Aujourd'hui avait apporté son lot de désillusions à ces américains et ils nous avaient laissé entendre leur insatisfaction. Au lieu de noyer nos rancœurs dans un quelconque brevage malté, je proposai de dîner dans un restaurant thaïlandais. Mon karma devait être particulièrement sale ce jour-là car mon établissement favori était fermé et nous rabattîmes vers Thai Jasmine, un bouiboui de quartier.
De ma vie, je n'avais partagé pareille expérience. La salle vide, les rideaux sales et l'odeur putride qui y règnaient auraient du me mettre la puce à l'oreille. Sans cela, le patron/serveur/cuisinier à l'aspect peu ragoûtant m'auraient alerté. Cependant, nous nous êtions déjà engagé à l'intérieur du restaurant, dont les portes auraient du se fermer dans un grincement, en adéquation avec ce que nous allions trouver.
C'est lorsque je tentais d'ajuster mes lunettes que je remarquai que le bras, que je souhaitais soulever, était toujours fixé à la table. La saleté l'y tenait collé, ce qui m'arracha un cri de surprise. Le serveur arriva alors, vêtu d'un polo millénaire, constellé de taches verdâtres, et dont les traits rappelaient un bouledogue après un lifting bon marché.
Courageux, je lui commandai un tom yam kung et un som tam aux crevettes, non sans répéter chacun de mes mots, nos accents étant visiblement en opposition de phase. Quelques minutes après, il déposa un bol d'eau pimentée où surnageaient trois champignons et deux crevettes qui me rappelait plus une flaque d'eau croupie qu'une soupe.
Je m'abandonnais dans ma contemplation de ce plat lorsqu'un mouvement subreptice attira mon regard. Sur le comptoir qui avait soutenu un instant plus tôt mon bol se trouvait un délicieux cafard, les antennes alertes. Il ne nous fallu pas longtemps pour constater que les tables autour de nous étaient devenues le terrain de jeu de ces blattoptères, dont la principale activité semblait de déambuler autour de nous, avec la nonchalance d'un croquemort un soir de canicule.
Je me détournai de mon ersatz de soupe quand le plat principal arriva : la fameuse salade de papaye, célèbre pour sa fraîcheur et la subtilité de ses arômes.
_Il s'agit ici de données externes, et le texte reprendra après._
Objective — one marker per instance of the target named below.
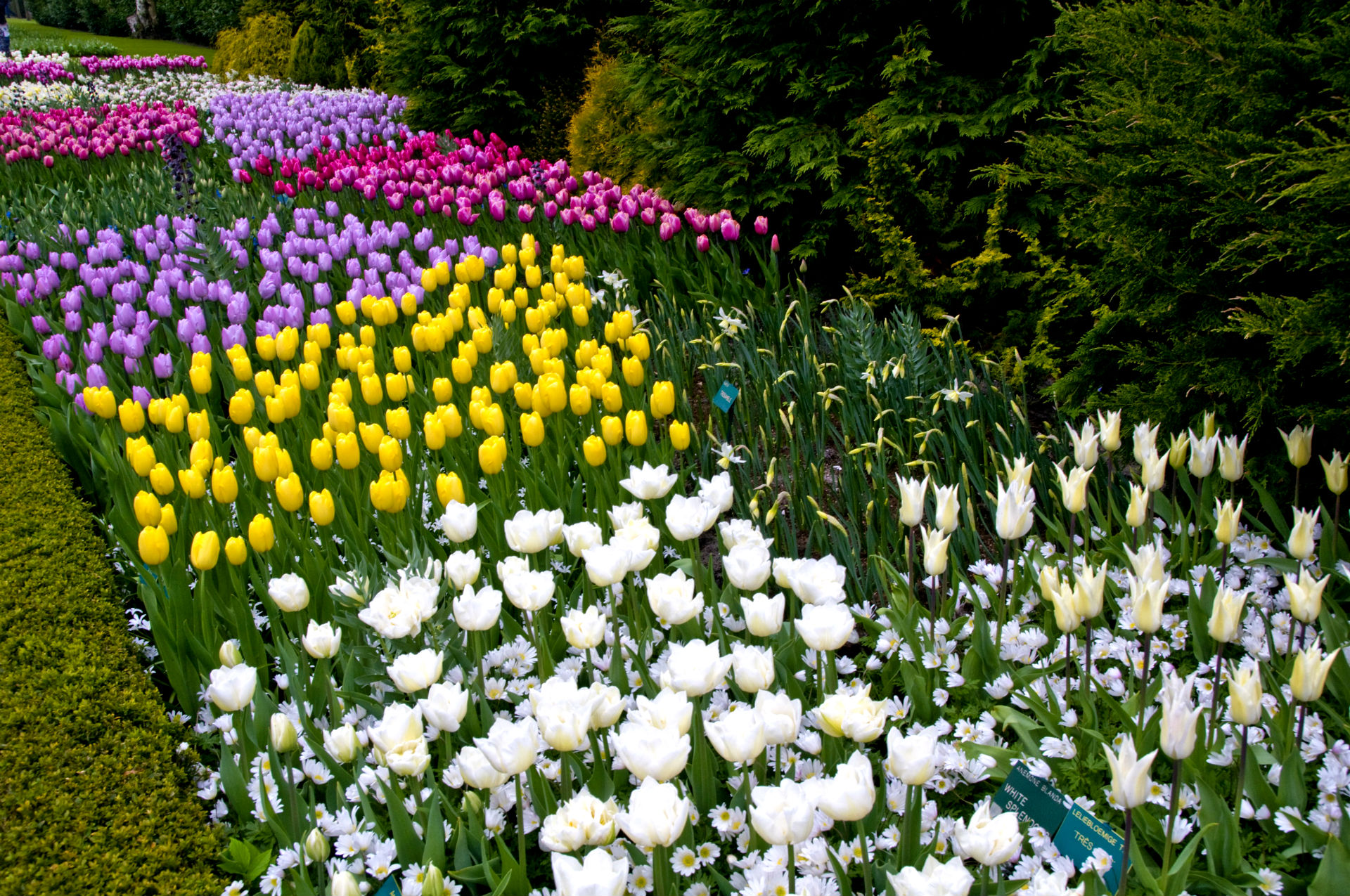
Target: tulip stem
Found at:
(1172, 821)
(867, 868)
(1214, 698)
(1125, 865)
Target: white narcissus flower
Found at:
(413, 673)
(289, 592)
(477, 610)
(532, 532)
(764, 614)
(651, 752)
(717, 491)
(688, 519)
(937, 878)
(648, 482)
(581, 536)
(459, 523)
(444, 706)
(747, 566)
(392, 614)
(509, 746)
(817, 582)
(584, 629)
(825, 628)
(670, 710)
(1131, 784)
(990, 840)
(695, 667)
(462, 569)
(657, 814)
(673, 599)
(752, 667)
(321, 642)
(233, 689)
(783, 814)
(851, 794)
(529, 591)
(601, 875)
(911, 759)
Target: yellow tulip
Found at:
(390, 454)
(663, 398)
(399, 422)
(290, 494)
(161, 479)
(261, 535)
(594, 451)
(679, 435)
(148, 509)
(347, 451)
(321, 454)
(153, 545)
(635, 427)
(205, 550)
(579, 400)
(131, 416)
(321, 507)
(224, 485)
(236, 551)
(532, 429)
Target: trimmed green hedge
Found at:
(92, 795)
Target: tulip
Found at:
(584, 629)
(205, 550)
(911, 759)
(510, 748)
(477, 610)
(752, 667)
(413, 673)
(747, 566)
(532, 532)
(851, 794)
(937, 878)
(657, 814)
(289, 592)
(987, 838)
(601, 875)
(1226, 614)
(763, 614)
(1179, 717)
(695, 667)
(825, 628)
(1230, 457)
(783, 815)
(477, 771)
(321, 642)
(738, 736)
(1301, 544)
(233, 689)
(1306, 595)
(651, 752)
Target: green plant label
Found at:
(1033, 799)
(726, 396)
(1081, 833)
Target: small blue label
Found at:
(726, 397)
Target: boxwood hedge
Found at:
(92, 794)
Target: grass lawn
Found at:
(25, 32)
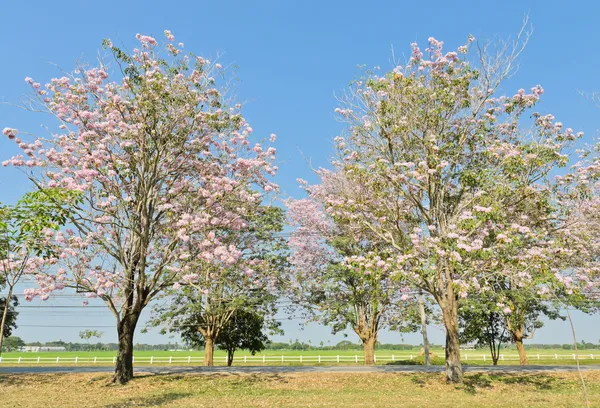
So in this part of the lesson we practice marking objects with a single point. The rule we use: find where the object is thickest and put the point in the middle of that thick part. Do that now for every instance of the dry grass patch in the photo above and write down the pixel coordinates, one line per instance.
(298, 390)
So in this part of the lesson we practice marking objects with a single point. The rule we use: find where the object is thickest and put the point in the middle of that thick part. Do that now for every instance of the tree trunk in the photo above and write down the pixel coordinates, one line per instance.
(424, 329)
(229, 357)
(521, 349)
(124, 365)
(209, 351)
(454, 371)
(4, 316)
(369, 350)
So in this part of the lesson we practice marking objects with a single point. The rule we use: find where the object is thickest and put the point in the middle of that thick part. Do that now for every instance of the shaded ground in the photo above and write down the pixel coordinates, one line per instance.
(397, 367)
(299, 390)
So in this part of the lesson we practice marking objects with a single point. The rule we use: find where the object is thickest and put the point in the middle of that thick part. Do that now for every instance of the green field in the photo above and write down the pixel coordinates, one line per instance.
(300, 390)
(278, 357)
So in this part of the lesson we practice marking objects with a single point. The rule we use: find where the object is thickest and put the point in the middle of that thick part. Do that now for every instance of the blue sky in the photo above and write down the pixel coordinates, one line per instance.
(293, 57)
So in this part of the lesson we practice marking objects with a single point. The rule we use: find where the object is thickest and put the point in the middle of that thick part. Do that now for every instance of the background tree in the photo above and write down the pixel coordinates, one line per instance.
(13, 343)
(88, 335)
(245, 330)
(211, 297)
(331, 284)
(159, 156)
(446, 171)
(483, 322)
(10, 321)
(25, 247)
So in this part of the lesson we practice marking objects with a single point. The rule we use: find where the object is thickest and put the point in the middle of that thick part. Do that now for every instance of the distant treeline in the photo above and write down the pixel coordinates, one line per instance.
(292, 345)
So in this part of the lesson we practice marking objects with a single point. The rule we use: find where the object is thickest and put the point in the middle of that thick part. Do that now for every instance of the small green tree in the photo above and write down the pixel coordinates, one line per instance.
(482, 323)
(13, 343)
(205, 301)
(245, 330)
(25, 247)
(88, 335)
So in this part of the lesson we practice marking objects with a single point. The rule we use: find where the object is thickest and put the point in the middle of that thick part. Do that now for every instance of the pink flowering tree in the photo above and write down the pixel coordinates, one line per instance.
(159, 156)
(338, 276)
(26, 245)
(450, 171)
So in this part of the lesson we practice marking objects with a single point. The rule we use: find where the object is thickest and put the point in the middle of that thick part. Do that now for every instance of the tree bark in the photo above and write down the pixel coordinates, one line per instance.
(521, 350)
(424, 329)
(229, 357)
(209, 351)
(454, 373)
(124, 365)
(4, 316)
(369, 350)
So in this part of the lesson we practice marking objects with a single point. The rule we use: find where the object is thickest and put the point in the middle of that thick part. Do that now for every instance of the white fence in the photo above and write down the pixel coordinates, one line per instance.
(278, 359)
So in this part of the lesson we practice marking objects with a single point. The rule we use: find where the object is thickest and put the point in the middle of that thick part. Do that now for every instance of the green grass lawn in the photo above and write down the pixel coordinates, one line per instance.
(300, 390)
(279, 357)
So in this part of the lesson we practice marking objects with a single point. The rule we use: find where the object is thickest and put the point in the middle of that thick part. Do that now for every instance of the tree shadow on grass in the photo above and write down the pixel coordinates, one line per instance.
(233, 378)
(539, 381)
(418, 361)
(151, 401)
(473, 382)
(6, 380)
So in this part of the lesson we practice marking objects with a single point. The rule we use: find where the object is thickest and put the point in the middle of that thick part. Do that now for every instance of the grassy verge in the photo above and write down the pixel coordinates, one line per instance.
(299, 390)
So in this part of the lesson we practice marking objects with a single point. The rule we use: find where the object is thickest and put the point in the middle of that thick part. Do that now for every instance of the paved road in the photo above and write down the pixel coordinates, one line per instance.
(290, 369)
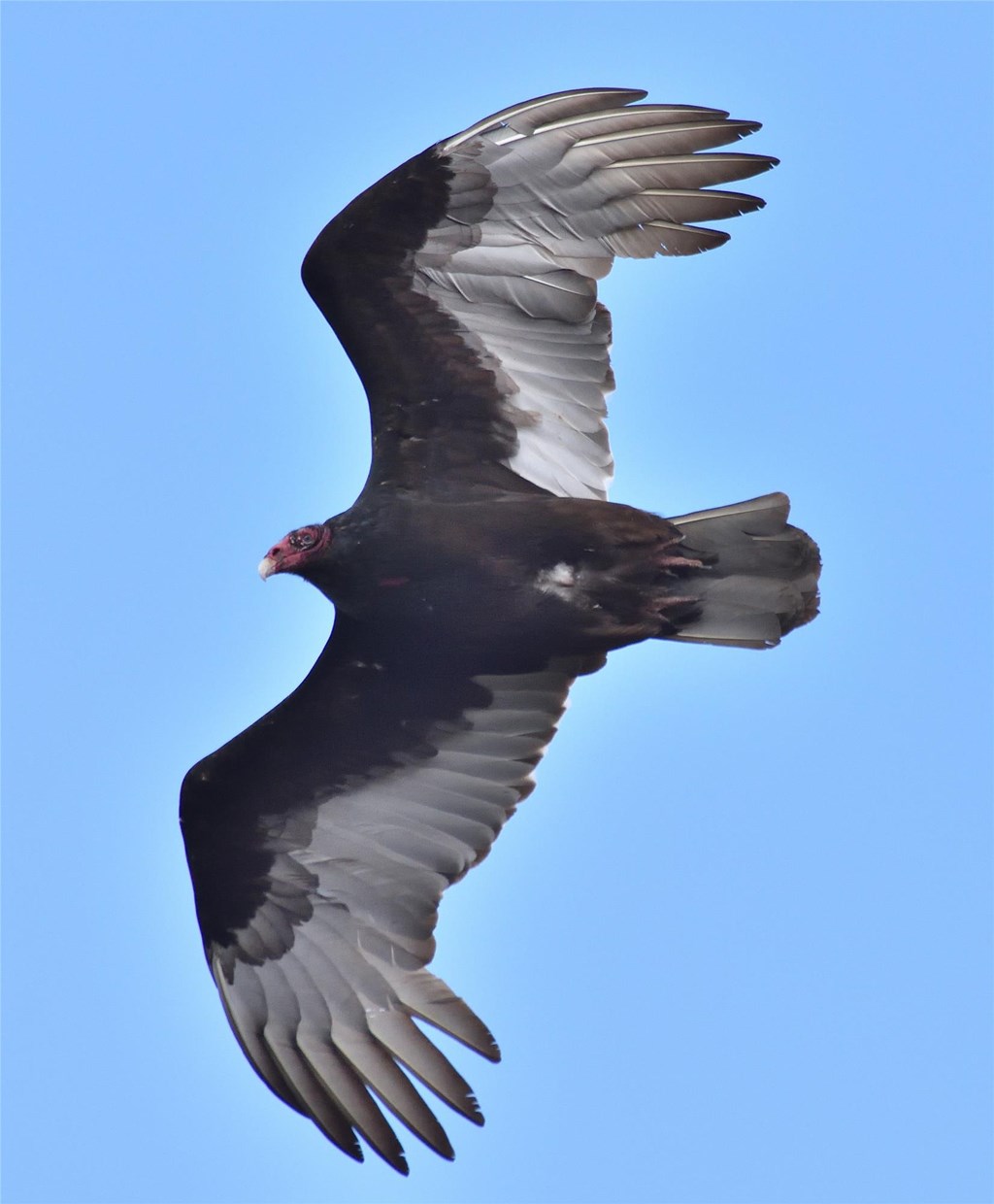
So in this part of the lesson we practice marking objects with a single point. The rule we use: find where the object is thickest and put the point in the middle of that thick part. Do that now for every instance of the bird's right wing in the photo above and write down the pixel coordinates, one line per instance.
(463, 285)
(320, 842)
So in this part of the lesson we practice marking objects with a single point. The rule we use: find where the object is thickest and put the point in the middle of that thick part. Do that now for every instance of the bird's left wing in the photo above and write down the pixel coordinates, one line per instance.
(463, 285)
(320, 842)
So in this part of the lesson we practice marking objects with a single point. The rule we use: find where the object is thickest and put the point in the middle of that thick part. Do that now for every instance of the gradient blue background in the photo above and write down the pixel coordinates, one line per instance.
(737, 946)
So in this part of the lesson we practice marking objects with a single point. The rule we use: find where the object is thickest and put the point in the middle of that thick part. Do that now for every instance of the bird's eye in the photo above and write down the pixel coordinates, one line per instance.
(304, 540)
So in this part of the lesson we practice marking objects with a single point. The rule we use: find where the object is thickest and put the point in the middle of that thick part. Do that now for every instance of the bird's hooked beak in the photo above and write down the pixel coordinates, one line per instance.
(291, 552)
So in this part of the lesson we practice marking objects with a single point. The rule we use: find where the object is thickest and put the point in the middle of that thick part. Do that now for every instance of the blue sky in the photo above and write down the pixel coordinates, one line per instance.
(737, 946)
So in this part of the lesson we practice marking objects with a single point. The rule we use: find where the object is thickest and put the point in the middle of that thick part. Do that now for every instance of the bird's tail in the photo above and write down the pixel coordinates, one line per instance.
(759, 576)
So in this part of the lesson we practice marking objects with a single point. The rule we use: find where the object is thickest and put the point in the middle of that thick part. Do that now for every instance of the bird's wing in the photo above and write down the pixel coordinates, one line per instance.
(320, 842)
(462, 285)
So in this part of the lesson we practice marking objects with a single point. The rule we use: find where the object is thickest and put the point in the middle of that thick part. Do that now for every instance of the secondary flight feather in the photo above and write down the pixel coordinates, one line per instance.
(480, 571)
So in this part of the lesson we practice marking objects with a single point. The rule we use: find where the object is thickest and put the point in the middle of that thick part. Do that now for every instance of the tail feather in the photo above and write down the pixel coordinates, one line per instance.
(761, 575)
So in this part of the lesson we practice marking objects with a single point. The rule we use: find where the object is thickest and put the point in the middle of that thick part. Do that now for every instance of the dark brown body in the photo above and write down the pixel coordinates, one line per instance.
(557, 575)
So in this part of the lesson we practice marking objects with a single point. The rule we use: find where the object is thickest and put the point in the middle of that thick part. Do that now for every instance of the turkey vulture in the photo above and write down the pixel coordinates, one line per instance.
(480, 572)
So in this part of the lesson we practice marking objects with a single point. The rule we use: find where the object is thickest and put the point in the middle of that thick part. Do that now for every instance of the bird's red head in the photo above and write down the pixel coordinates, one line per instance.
(294, 551)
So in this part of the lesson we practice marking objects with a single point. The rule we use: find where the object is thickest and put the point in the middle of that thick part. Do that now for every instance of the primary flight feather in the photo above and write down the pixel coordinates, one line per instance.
(480, 572)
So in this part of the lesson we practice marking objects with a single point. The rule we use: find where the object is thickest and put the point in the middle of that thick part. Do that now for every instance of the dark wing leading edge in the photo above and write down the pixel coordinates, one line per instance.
(320, 841)
(463, 284)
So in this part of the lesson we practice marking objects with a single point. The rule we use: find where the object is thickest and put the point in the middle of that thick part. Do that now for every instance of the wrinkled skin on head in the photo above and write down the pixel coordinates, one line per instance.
(292, 552)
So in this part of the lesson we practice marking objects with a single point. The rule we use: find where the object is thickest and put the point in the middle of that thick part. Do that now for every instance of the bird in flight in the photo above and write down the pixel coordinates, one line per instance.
(480, 571)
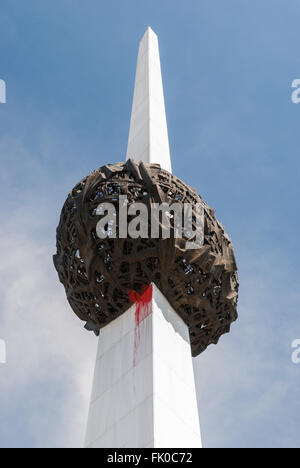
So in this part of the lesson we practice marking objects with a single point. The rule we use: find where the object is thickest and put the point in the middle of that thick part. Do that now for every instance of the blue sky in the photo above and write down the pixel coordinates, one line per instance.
(234, 135)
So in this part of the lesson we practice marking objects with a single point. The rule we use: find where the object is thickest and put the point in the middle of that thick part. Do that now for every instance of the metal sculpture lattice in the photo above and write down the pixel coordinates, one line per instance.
(201, 285)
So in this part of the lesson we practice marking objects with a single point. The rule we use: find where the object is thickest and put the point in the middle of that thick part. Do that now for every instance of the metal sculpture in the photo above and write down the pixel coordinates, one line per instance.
(98, 274)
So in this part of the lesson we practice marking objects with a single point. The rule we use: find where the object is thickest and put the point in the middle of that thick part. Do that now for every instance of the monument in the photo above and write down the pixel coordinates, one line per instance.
(154, 302)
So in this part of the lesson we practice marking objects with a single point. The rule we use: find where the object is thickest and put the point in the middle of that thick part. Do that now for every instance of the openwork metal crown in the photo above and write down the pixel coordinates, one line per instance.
(201, 285)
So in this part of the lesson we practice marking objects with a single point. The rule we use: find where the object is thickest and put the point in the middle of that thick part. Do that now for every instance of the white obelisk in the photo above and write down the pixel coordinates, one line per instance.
(144, 391)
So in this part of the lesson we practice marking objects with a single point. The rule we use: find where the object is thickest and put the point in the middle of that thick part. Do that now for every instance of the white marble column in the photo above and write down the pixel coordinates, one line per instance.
(144, 391)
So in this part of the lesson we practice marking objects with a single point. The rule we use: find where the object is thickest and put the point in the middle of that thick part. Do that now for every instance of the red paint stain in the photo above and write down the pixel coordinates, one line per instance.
(143, 309)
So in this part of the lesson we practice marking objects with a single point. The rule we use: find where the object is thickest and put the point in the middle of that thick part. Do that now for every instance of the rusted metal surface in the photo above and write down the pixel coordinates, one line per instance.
(98, 275)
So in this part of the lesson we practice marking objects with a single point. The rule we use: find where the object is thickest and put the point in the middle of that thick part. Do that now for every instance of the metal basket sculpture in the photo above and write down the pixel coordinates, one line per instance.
(98, 274)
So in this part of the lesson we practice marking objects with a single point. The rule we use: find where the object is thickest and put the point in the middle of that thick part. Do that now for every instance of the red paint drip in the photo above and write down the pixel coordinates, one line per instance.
(143, 309)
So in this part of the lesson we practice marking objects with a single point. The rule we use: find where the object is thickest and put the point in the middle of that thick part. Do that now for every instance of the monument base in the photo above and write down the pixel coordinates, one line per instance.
(143, 391)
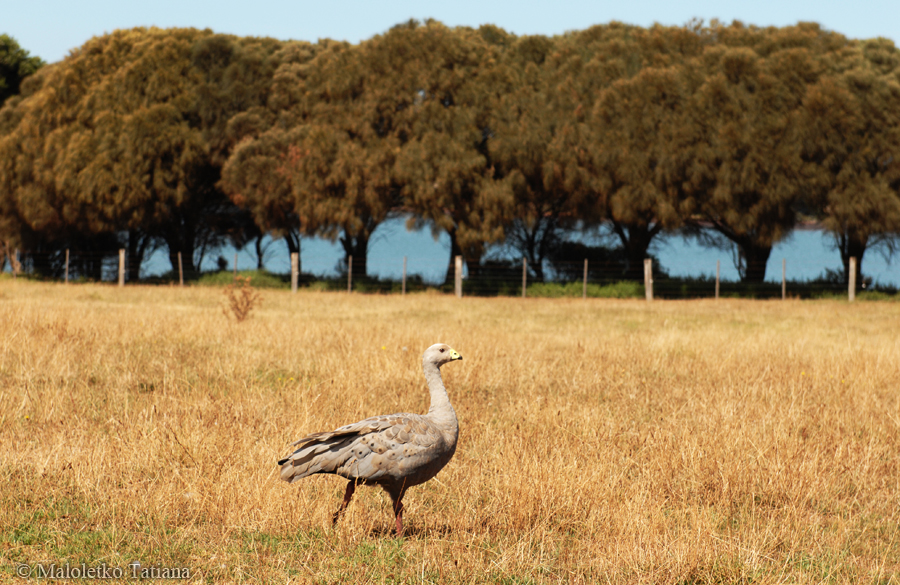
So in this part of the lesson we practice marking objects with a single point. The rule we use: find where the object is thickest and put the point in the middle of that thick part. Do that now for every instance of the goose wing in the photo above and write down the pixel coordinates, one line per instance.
(387, 448)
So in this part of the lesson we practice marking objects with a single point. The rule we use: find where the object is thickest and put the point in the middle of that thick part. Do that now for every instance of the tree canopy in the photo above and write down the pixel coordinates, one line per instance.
(186, 139)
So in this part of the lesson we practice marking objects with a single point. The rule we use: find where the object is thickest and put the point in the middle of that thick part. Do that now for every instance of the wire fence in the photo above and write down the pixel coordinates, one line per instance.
(586, 278)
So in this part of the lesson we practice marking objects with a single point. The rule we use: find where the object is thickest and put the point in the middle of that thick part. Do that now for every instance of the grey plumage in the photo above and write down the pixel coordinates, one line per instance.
(394, 451)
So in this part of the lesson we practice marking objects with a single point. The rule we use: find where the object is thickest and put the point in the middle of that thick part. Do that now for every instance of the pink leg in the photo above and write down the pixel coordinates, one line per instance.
(398, 514)
(348, 494)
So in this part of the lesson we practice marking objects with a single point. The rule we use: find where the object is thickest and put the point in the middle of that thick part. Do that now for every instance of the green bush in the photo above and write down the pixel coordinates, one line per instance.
(258, 279)
(618, 290)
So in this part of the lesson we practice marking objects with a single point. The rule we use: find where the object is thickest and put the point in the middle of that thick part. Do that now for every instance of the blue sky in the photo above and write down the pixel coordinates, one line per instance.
(49, 29)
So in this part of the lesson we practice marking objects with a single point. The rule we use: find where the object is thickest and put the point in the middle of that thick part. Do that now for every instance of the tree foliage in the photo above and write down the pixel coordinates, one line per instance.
(187, 139)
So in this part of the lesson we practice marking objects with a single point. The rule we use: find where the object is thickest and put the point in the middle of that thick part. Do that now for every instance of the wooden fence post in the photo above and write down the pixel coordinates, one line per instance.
(783, 278)
(648, 278)
(717, 279)
(403, 285)
(584, 284)
(524, 275)
(121, 266)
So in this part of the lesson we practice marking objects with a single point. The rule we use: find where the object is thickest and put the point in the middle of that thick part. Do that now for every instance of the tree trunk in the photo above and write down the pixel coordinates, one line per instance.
(455, 251)
(754, 258)
(357, 246)
(259, 251)
(186, 247)
(136, 249)
(852, 245)
(636, 240)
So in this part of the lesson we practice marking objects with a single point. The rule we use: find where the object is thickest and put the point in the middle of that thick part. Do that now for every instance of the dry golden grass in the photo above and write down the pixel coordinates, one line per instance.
(601, 441)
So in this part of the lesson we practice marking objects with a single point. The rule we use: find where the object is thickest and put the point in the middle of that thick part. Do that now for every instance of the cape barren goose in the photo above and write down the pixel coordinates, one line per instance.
(395, 451)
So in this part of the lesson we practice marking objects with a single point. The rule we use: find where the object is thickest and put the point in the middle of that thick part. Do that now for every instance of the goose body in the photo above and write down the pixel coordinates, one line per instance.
(395, 451)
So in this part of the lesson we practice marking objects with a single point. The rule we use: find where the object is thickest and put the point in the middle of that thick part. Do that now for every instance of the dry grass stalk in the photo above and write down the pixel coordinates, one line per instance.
(241, 298)
(601, 441)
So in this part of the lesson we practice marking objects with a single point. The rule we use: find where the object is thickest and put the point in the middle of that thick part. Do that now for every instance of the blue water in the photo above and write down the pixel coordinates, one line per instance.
(807, 254)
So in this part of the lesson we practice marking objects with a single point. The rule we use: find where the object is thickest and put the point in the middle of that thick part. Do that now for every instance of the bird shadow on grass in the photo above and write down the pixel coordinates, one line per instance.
(411, 531)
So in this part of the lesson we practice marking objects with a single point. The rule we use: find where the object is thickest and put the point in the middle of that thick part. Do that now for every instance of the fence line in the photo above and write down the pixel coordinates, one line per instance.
(488, 278)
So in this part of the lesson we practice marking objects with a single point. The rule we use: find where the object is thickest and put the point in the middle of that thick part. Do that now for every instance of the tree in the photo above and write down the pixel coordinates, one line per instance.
(15, 65)
(851, 141)
(451, 80)
(628, 91)
(133, 145)
(738, 152)
(526, 150)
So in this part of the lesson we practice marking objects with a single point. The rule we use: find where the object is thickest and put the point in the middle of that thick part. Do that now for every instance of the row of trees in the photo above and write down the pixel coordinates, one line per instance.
(186, 139)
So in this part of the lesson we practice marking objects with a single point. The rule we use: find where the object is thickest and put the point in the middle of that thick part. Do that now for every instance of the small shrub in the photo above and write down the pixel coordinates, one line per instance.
(241, 298)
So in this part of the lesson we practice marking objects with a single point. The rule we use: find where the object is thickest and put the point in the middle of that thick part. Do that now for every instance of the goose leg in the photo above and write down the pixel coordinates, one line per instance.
(398, 512)
(348, 494)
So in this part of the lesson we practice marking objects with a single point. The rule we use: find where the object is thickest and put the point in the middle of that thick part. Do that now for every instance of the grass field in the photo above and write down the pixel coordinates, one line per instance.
(601, 440)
Au lieu de quoi, je fis face à un monticule de légumes fatigués et à l'odeur douteuse. Autour de nous gravitaient les cancrelats.
Mon estomac se crispait à leur vue et je ne parvenais pas avaler cette nourriture qui me dégoûtait de plus en plus. Même l'eau avait une saveur rance. Je rendis les armes et poussai l'assiette loin de moi, tandis que mes collègues sombraient dans une paranoïa sourde.
"Too spicy?" me demanda le serveur en observant mon assiette pleine. C'est alors qu'un mécanisme induit par des années d'éducation se mit en marche. Malgré les vexations de la journée, la frustration d'un repas immonde et la fatigue, je me vis répondre d'un ton gêné que je n'avais simplement plus faim. Était-ce la pitié pour le serveur ? Je ne fis aucun autre commentaire. Le Surmoi avait encore frappé.
J'ai quitté le restaurant, furieux contre moi-même. La conscience de soi avait un goût étrange ce jour-là.